February 17, 2008:
China has a plan for using industrial
espionage to turn their country into the mightiest industrial and military
power on the planet. For over two decades, China has been attempting to do what
the Soviet Union never accomplished; steal Western technology, then use it to
move ahead of the West. The Soviets lacked the many essential supporting
industries found in the West (most founded and run by entrepreneurs), and was
never able to get all the many pieces needed to match Western technical
accomplishments. Soviet copies of American computers, for example, were crude,
less reliable and less powerful. Same with their jet fighters, tanks and
warships.
China believes they can avoid the
Soviet error by making it profitable for Western firms to set up factories in
China, where Chinese managers and workers can be taught how to make things
right. At the same time. China allows thousands of their best students to go to
the United States to study. While most of these students will stay in America,
where there are better jobs and more opportunities, some will come back to
China, and bring American business and technical skills with them. Finally,
China energetically uses the "thousand grains of sand" approach to espionage.
This involves China trying to get all Chinese going overseas, and those of
Chinese ancestry living outside the motherland, to spy for China, if only a
tiny bit.
This approach to espionage is nothing
new. Other nations have used similar systems for centuries. What is unusual is
the scale of the Chinese effort. Backing
it all up is a Chinese intelligence bureaucracy back home that is huge, with
nearly 100,000 people working just to keep track of the many Chinese overseas,
and what they could, or should, be to trying to grab for the motherland. It
begins when Chinese intelligence officials examining who is going overseas, and
for what purpose. Chinese citizens cannot leave the country, legally, without
the state security organizations being notified. The intel people are not being
asked to give permission. They are being alerted in case they want to have a
talk with students, tourists or business people before they leave the country.

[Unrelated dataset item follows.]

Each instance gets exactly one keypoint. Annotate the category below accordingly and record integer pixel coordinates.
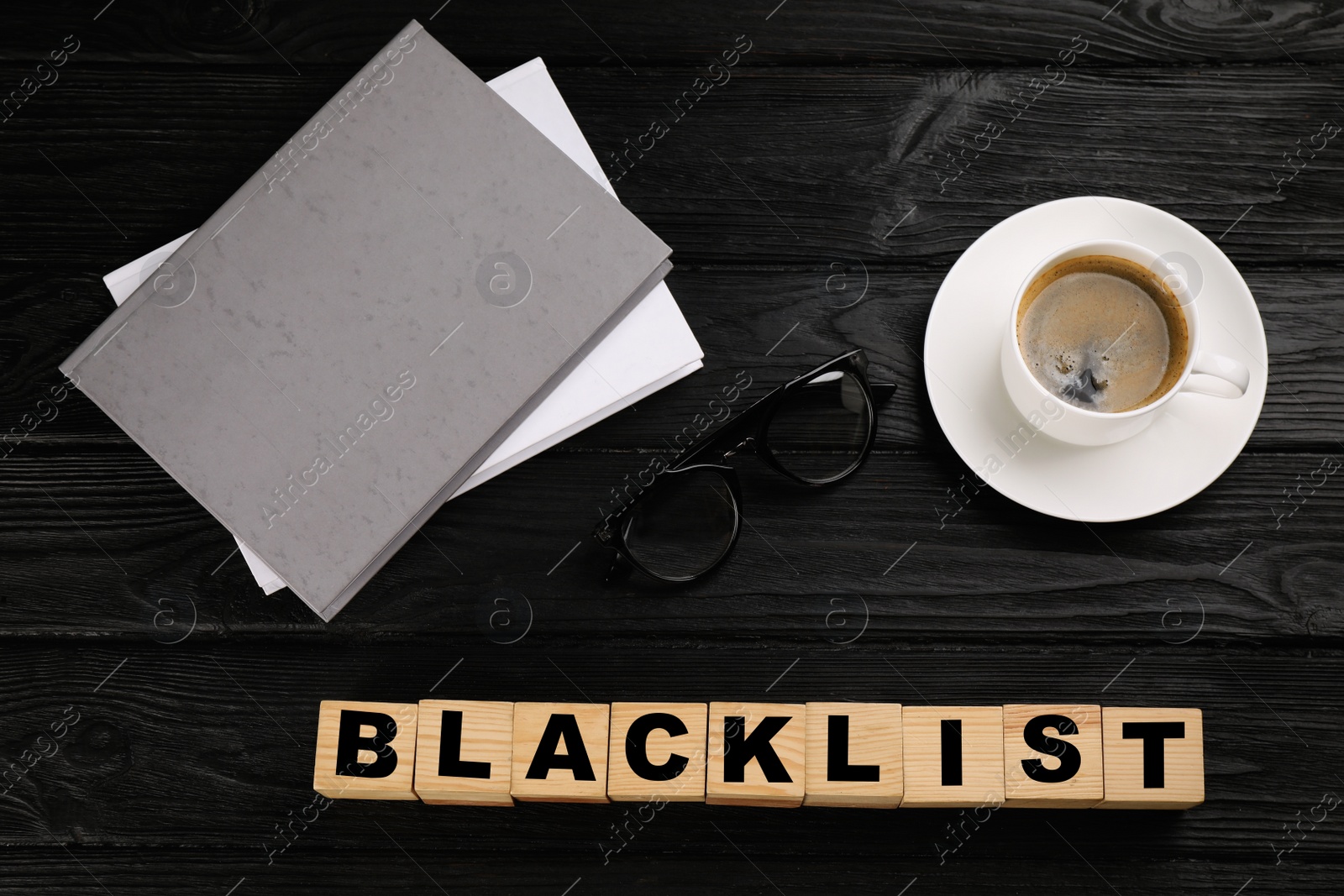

Interviews are often held when these people come back as well.
Those who might be coming in contact
with useful information are asked to remember what they saw, or bring back
souvenirs. Over 100,000 Chinese students go off to foreign universities each
year. Even more go abroad as tourists or on business. Most of these people were
not asked to actually act as spies, but simply to share, with Chinese
government officials (who are not always identified as intelligence personnel)
whatever information they obtained. The more ambitious of these people are
getting caught and prosecuted. But the majority, who are quite casual, and,
individually, bring back relatively little, are almost impossible to catch.
Like the Russians, the Chinese are also
using the traditional methods, using people with diplomatic immunity to recruit
spies, and offering cash, or whatever, to get people to sell them information.
This is still effective, and when combined with the "thousand grains of sand"
methods, brings in lots of secrets. The final ingredient is a shadowy venture
capital operations, sometimes called Project 863, that offers money for Chinese
entrepreneurs who will turn the stolen technology into something real. No
questions asked. If you can get back to China with the secrets, you are home
free and potentially very rich.
But there are some legal problems. When
the Chinese steal some technology, and produce something that the Western
victims can prove was stolen (via patents and prior use of the technology),
legal action can make it impossible, or very difficult, to sell anything using
the stolen tech, outside of China. For that reason, the Chinese like to steal
military technology. This kind of stuff rarely leaves China. And in some cases,
like manufacturing technology, there's an advantage to not selling it outside
of China. Because China is still a communist dictatorship, the courts do as
they are told, and they are rarely told to honor foreign patent claims.